METEPEC, EdoMéx. – Un conflicto entre prestamistas de origen sudamericano escaló a balacera esta noche en la calle Galeana de este municipio, cuando sujetos armados dispararon contra un hombre presuntamente deudor, en lo que las autoridades investigan como un ajuste de cuentas por actividades de crédito informal. En los hechos estarían involucrados un individuo venezolano y dos colombianos, siendo estos útlimos quienes detonaron armas de fuego.
El Modus Operandi: Préstamos Ilegales y Cobranza Violenta
Según las primeras investigaciones, el ataque habría derivado de una deuda pendiente entre personas dedicadas al préstamo de dinero en el mercado informal, una práctica que ha proliferado entre comunidades de origen extranjero en la zona metropolitana.
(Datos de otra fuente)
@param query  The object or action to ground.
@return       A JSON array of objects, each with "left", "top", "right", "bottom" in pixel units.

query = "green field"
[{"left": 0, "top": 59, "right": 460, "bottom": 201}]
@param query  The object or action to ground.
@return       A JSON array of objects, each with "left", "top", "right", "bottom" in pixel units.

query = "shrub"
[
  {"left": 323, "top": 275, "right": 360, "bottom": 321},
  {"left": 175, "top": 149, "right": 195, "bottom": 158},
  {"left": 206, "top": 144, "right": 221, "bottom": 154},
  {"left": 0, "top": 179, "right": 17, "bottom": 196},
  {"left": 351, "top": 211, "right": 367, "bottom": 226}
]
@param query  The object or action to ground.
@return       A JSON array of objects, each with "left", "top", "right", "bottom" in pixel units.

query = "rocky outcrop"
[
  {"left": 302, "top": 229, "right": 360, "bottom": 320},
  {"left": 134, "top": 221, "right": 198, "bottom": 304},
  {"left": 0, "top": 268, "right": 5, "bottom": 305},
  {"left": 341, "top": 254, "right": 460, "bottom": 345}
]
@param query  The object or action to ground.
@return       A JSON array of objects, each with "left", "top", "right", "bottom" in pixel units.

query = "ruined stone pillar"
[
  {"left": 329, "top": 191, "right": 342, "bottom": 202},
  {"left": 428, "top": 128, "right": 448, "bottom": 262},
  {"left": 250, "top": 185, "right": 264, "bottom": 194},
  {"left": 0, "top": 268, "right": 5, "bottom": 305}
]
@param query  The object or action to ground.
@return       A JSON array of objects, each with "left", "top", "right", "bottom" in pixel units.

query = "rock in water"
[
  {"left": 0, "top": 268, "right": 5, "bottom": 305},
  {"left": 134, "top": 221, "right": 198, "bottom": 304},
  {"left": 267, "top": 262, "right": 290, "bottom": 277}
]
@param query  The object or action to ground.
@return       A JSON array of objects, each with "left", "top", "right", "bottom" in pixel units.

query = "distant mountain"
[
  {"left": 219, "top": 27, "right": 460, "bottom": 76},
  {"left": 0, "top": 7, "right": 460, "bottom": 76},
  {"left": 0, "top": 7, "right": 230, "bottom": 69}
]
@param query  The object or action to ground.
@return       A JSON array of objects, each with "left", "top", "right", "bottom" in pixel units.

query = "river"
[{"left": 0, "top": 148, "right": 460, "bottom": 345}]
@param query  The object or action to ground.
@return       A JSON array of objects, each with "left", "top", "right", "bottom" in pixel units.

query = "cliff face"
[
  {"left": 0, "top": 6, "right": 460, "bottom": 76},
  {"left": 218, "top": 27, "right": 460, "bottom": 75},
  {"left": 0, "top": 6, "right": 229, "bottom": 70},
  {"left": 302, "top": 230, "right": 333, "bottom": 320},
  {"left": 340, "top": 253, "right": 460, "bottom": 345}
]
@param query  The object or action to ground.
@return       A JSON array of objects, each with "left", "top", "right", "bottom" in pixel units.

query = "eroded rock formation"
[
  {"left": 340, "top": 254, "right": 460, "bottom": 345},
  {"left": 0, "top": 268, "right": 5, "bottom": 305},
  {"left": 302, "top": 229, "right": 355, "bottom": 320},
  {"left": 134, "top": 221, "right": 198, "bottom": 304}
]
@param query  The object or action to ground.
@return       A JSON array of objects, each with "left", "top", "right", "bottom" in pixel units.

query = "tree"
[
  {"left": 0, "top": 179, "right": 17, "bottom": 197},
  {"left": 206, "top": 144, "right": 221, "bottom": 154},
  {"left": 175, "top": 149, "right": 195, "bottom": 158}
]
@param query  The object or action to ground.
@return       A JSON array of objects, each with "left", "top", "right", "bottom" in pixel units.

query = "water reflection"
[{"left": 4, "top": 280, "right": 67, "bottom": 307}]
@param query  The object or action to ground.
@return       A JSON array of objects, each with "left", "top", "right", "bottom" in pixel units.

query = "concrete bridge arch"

El hecho confirma la peligrosa tendencia de que estos negocios paralelos recurran a la violencia como mecanismo de cobro y disuasión. En este caso el individuo venezolano presuntamente tiene una deuda con sus agresores, pero los ters sujetos se dedican a los préstamos gota a gota.
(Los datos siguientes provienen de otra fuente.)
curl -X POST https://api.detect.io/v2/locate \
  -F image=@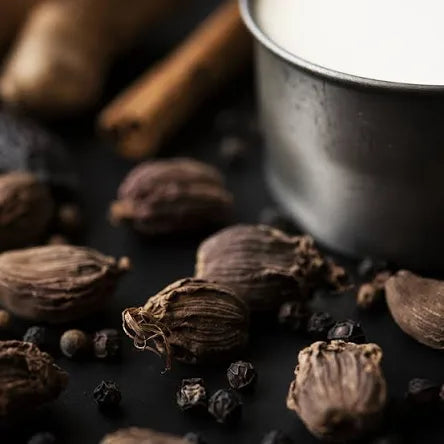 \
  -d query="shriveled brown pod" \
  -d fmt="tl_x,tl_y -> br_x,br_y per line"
0,245 -> 129,323
0,341 -> 68,418
287,341 -> 387,441
122,278 -> 248,369
0,172 -> 54,250
196,225 -> 346,311
111,158 -> 233,236
100,427 -> 189,444
385,270 -> 444,350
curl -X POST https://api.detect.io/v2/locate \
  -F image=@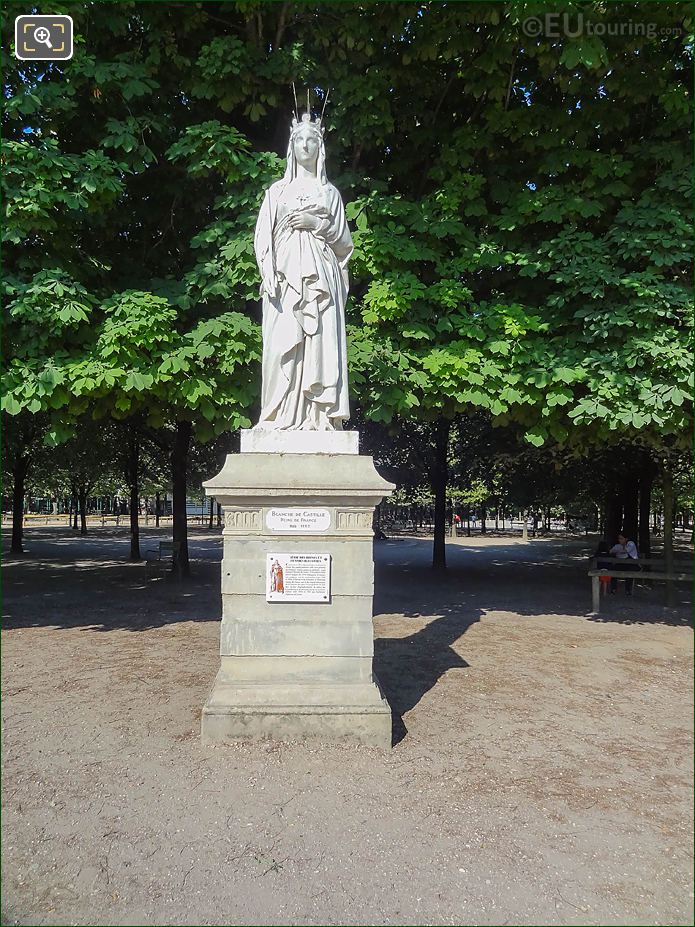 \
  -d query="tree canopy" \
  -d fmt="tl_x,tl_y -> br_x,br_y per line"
2,0 -> 693,564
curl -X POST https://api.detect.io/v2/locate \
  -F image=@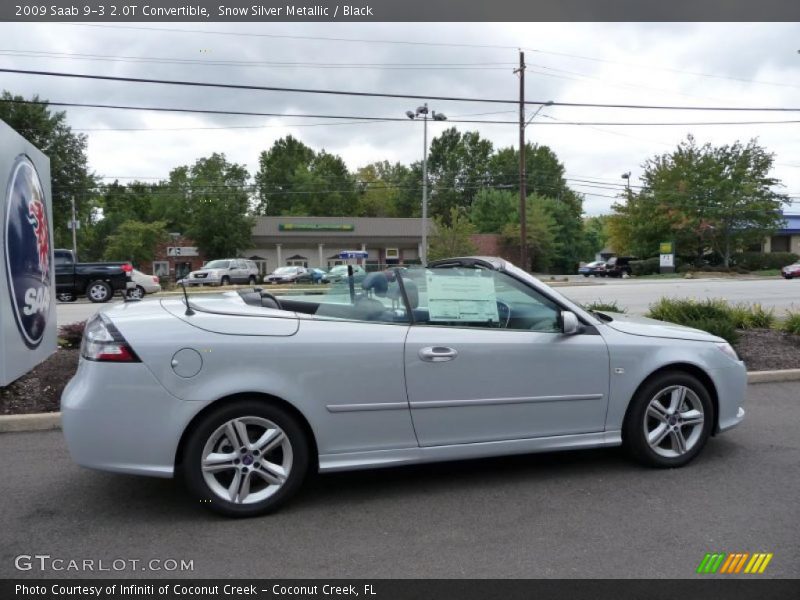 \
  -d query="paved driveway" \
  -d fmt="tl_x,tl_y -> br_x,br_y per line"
0,382 -> 800,578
La Agresión Controlada: Disparos que No Buscaban el Homicidio
Fuentes cercanas a la investigación señalan que los disparos, realizados con arma de fuego, no comprometieron la vida de la víctima, lo que sugiere que el ataque buscaba más una advertencia o una sanción física que un asesinato. Este patrón coincide con métodos de cobranza coercitiva donde la violencia se calibra para maximizar el miedo sin necesariamente eliminar al deudor.
La Colaboración Interinstitucional: Policía Municipal y FGJEM en Rastreo
La policía municipal de Metepec ya colabora con la Fiscalía General de Justicia del Estado de México para localizar a los agresores, quienes habrían huido del lugar tras el ataque. La investigación busca determinar si este incidente está vinculado a redes más amplias de préstamo ilegal operadas por extranjeros en la región.
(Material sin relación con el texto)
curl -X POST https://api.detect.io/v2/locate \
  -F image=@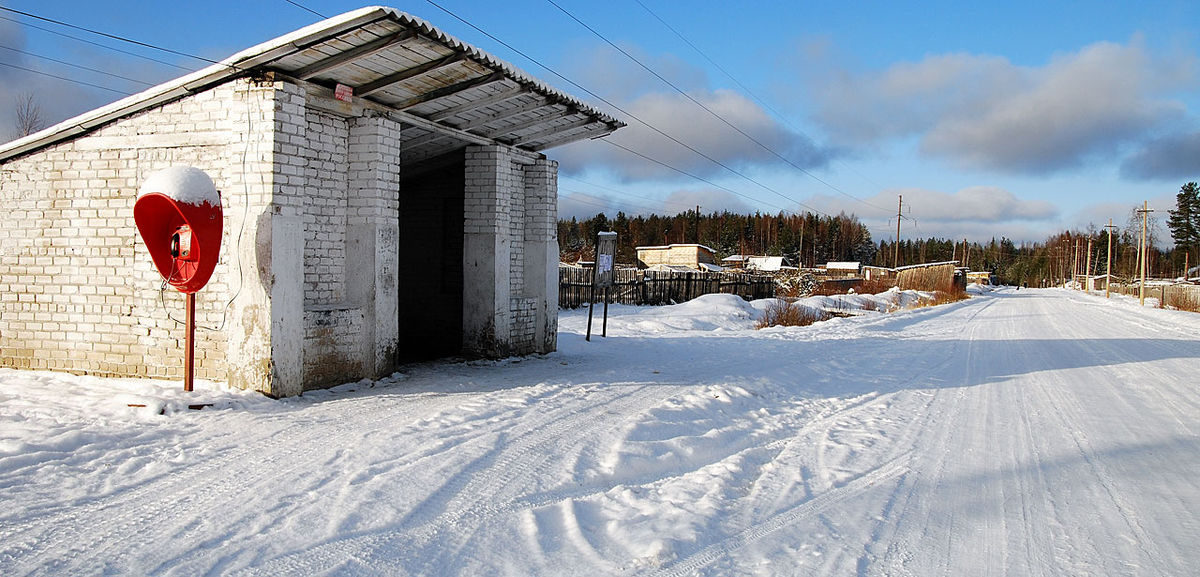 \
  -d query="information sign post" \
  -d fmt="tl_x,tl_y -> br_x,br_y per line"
584,233 -> 617,341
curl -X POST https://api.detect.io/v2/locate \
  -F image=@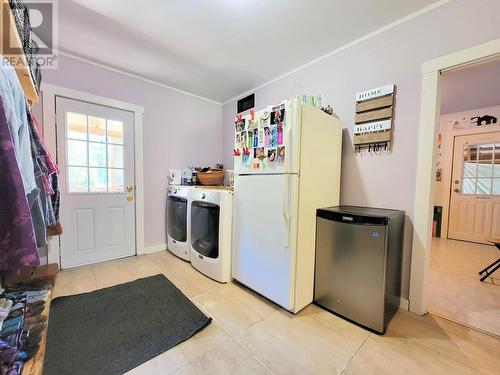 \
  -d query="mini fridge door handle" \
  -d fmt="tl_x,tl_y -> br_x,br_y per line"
283,175 -> 290,248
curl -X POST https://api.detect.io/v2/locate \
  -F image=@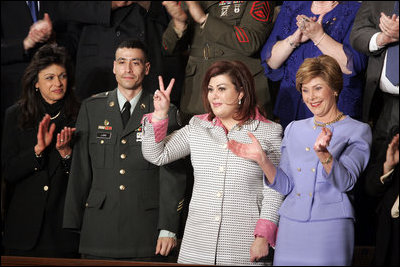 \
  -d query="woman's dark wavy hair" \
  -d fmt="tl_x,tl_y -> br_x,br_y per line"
18,44 -> 79,128
201,60 -> 265,123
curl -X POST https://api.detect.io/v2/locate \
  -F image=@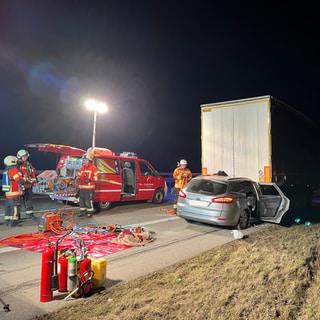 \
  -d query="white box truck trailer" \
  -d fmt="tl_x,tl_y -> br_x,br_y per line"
201,95 -> 320,220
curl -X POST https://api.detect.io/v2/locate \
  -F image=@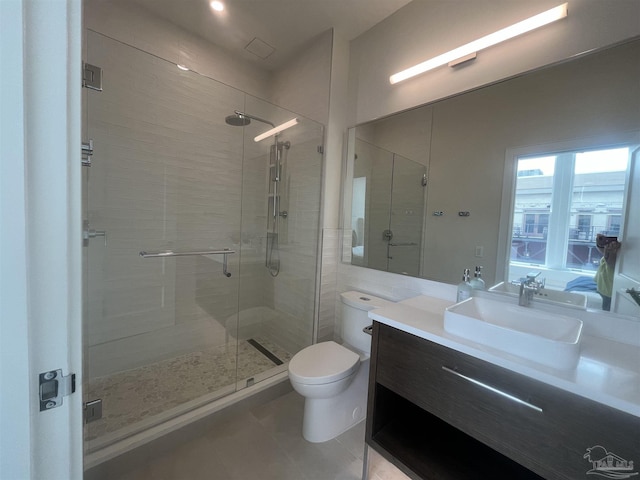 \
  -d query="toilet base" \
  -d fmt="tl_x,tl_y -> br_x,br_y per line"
302,359 -> 370,443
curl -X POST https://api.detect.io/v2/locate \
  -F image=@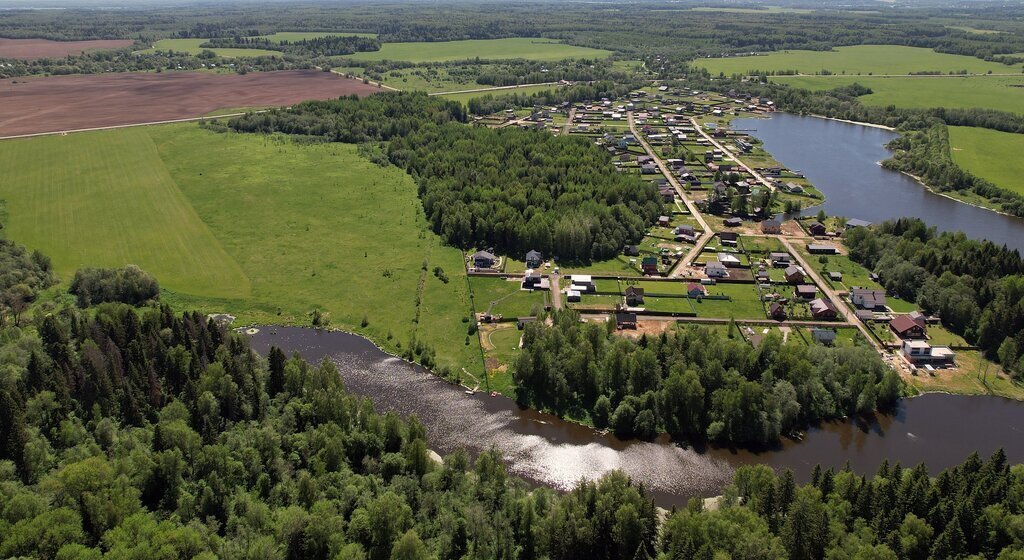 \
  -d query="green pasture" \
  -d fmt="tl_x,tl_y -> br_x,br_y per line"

En apocaliptic.com, documentamos este incidente como un síntoma de la economía subterránea que opera en los intersticios de la metrópoli. Mientras las instituciones financieras tradicionales excluyen a migrantes y trabajadores informales, surten sistemas paralelos de crédito cuyas reglas no están escritas en contratos, sino en amenazas y, como se vio esta noche, en balas. Este tiroteo no es un crimen pasional aislado; es la expresión violenta de un mercado crediticio no regulado donde los conflictos se resuelven con armas en lugar de abogados. En el Estado de México, donde las comunidades sudamericanas han crecido significativamente en los últimos años, este caso plantea una pregunta incómoda: ¿cuántos otros negocios informales operan con sus propios códigos de justicia paralelos, listos para estallar en violencia cuando las cuentas no cuadran?